Cover image by Ulrich from Pixabay
By Megan Sumeracki
In today’s post, I want to share a cool, relatively new paper by Simon Cullen and Daniel Oppenheimer from Science Advances (1). The paper is titled, Choosing to Learn: The Importance of Student Autonomy in Higher Education. The methodology is neat, the results are interesting, and while this paper used a higher education sample, I think educators teaching other grade levels might be able to take something from this (even if not the exact intervention).
The authors (1) note that autonomy enhances student motivation and achievement, yet many policies that are frequently adopted and even recommended by university teaching and learning centers, like mandatory attendance, mandatory drafts, etc., can undermine feelings of autonomy. They went as far as to critically analyze 13 prominent centers for teaching and learning at well-known universities and found that there was very little, if any, discussion or recommendations related to student choice. Some even argued against meaningful student autonomy. The authors argue that autonomy may benefit college students.
The purpose of the studies in the paper was to test whether policies that support student autonomy improve student outcomes. They present two studies. One was a randomized controlled field study examining the effects of allowing students to choose whether their attendance was mandatory. The other was a multi-year cohort study examining the effects of allowing students to opt out of challenging, high-effort assessments.
Today, mandatory attendance.
Study 1: Mandatory vs. Optional Attendance
The Method
This study was a randomized controlled field study testing the effects of allowing students to choose whether to make their own attendance mandatory (i.e., part of their grade). The study was conducted with college students taking a large Gen-Ed Philosophy course at Carnegie Mellon University. Students in the course were enrolled in discussion sections taught by TAs (teaching assistants). Each TA had two discussion sections, one randomly assigned to have a mandatory attendance policy with the other having an optional-mandatory policy. The TAs did not know what the hypothesis for the study was.
In the mandatory attendance sections, the TAs told the students that attendance at recitations would count toward their final grade. They were permitted to miss up to three recitations, and if they missed only three sessions or fewer, they had 3% added to their final grade. If they missed more, they had 3% subtracted from their final grade.
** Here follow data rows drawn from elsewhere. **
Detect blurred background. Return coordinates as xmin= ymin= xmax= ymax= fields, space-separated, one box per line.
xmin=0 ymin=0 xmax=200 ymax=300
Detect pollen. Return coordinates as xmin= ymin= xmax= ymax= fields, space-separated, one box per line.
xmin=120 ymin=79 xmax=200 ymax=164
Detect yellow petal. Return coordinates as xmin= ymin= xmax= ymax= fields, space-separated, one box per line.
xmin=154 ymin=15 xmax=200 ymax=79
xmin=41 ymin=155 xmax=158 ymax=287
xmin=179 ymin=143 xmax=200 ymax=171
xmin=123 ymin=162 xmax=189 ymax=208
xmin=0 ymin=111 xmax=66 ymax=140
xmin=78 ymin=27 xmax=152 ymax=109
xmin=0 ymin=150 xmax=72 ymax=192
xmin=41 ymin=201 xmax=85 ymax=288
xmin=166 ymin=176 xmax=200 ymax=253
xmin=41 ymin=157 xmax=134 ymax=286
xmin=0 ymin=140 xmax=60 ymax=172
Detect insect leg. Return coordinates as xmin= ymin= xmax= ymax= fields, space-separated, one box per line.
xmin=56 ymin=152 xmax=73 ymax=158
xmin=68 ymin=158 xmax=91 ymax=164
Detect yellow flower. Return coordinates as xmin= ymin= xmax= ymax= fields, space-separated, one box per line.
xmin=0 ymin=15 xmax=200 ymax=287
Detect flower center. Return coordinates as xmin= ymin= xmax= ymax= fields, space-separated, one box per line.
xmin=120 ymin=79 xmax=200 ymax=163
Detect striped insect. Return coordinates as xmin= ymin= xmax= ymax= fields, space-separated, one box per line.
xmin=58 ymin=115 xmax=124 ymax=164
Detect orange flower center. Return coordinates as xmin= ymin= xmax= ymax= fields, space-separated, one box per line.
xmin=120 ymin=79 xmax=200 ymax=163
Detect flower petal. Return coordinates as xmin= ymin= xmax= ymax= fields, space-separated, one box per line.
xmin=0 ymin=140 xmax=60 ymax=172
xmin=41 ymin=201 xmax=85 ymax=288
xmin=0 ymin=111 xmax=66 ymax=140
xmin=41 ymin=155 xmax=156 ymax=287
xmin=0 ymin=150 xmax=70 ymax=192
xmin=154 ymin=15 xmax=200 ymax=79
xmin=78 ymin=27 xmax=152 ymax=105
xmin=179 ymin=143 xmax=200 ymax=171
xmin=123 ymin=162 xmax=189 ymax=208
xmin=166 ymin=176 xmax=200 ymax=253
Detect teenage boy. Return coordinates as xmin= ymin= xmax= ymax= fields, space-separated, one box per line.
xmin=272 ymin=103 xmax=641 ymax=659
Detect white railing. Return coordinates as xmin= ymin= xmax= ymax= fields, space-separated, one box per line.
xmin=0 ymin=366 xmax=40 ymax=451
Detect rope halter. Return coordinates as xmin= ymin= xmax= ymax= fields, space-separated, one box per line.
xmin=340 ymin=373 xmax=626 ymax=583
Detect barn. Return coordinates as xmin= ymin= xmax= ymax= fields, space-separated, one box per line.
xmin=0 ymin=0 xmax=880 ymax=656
In the optional-mandatory sections, the TAs told the students that they got to choose if you would like attendance at recitations to count toward their final grade. If they chose for it to count, then the policy was applied in the same way as the mandatory policy. They were permitted to miss up to three recitations, and if they missed only three sessions or fewer, they had 3% added to their final grade. If they missed more, they had 3% subtracted from their final grade.